Multi-term Query is similar to a disjunctive Boolean query $( A \cup B )$. This will aggregate the term weights.

###### Empirical Distribution of Words
Stable language-independent patterns in how people use natural languages. Few words occur frequently, but most appear rarely. Most frequent words in one corpus may be rare in another.

Zipf's Law:\
- Rank x Frequency is an approximate constant
$$F( w ) = \frac{ C }{ r(w)^a }$$

where $a$ is approximately 1 and $C$ is approximately 0.1

Given a graph, Y is the word frequency, X is the word rank, and the curve is the fit segmented into 3 parts:
- High frequency words (stop words) are in the left-most segment. These are not useful and will end up being removed.
- Intermediate frequency words are in the central segment
- Rare words inwill be in the right-most segment (these words are not useful)

###### Data Structures for Inverted Index
Dictionary is a modest size that needs random access and is preferred to be in memory: hash tale, b-tress, trie, etc.

Postings will be huge and needs to have sequential access that can stay on the disk because the CPU is faster than I/O. COmpression is desireable. 

#### 2.5 - Inverted Index Construction
Sort-based methods:
- Collect local tuples (term ID, doc ID, frequency) and parse the documents and record the above values. Before running out of memory and writing to the disk
- you want to sort the tuples by term IDs. After, write to disk as a temporary file
- Pairwise merge runs will essentially emulate map-reduce.

###### Term Frequency Compression
Small number tends to occur more frequently than large numbers. Fewer bits are needed for small integers at the cost of more buts for larger integers.

###### Document ID Compression
D-Gap will stor ethe differences and is feasible because of sequential access.

###### Methods
- Binary Code is equal-length coding (uniform code)
- Unary Code has a number of bits equal to the vaue of the number
- Gamma Code is a unary code for $1 + floor[ log( x ) ]$ followed by uniform code for $x * 2^{ floor[ log( x ) ] }$. This only uses the $floor[ log( x ) ]$ bits.
- Delta Code is the same as gamma code, but replaces unary prefix with gamma code.

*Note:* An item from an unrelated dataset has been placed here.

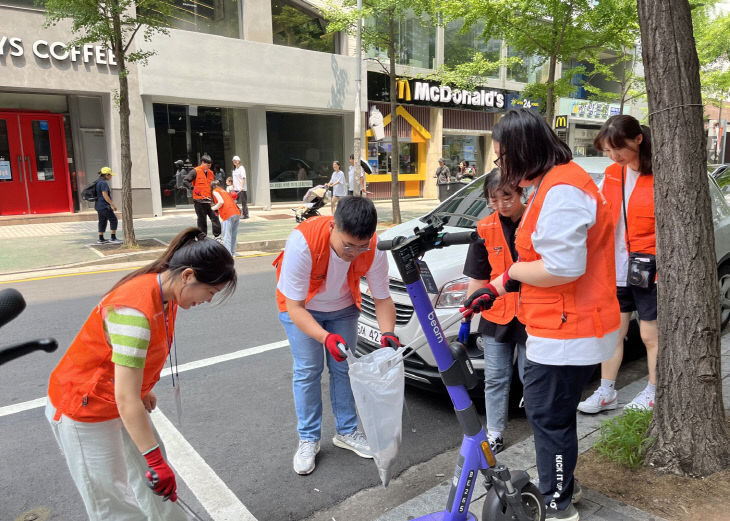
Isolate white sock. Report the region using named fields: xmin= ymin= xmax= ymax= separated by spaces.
xmin=601 ymin=378 xmax=616 ymax=391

###### Uncompress Inverted Index
Decoding of Encoded integers
- Unary decoding will count the 1s until a 0 is found
- Gamma decoding will first decode the unary part with value $k + 1$. Then it will read k more bits and decode them as binary code: value = $r$. Value of the encoded number is $2^k + r$.

Decode document IDs encoding using D-Gap
- Let encoded ID list be $x_1, ..., x_n$
- Decode $x_1$ to obtain the document ID 1
- Decode $x_2$ and add recovered value to document ID 1 just obtained 
- Repeat for $x$ until $x_n$

#### 2. 6 - Fast Search
Scoring Function:
$$f( q, d ) = f_a( h( g( t_1, d, q ), ..., g( t_n, d, q ) ), f_d(d), f_q(q) )$$

where $f_a, f_q,\ and\ f_d$ are adjustment factors of the document and query to adjust the score further. $g()$ function computes the weights of a query term in $d$ and $h()$ aggregates these weights.

###### General Algorithm
- $f_d$ and $f_q$ are pre-computed
- Maintain the score accumulator for each $d$ to compute $h$
- For each query term $t_i$ fetch the inverted list, and for each entry in the inverted liste compute the function $g()$ and update the score accumulator for the document for document $d_i$ to incrementally compute $h$.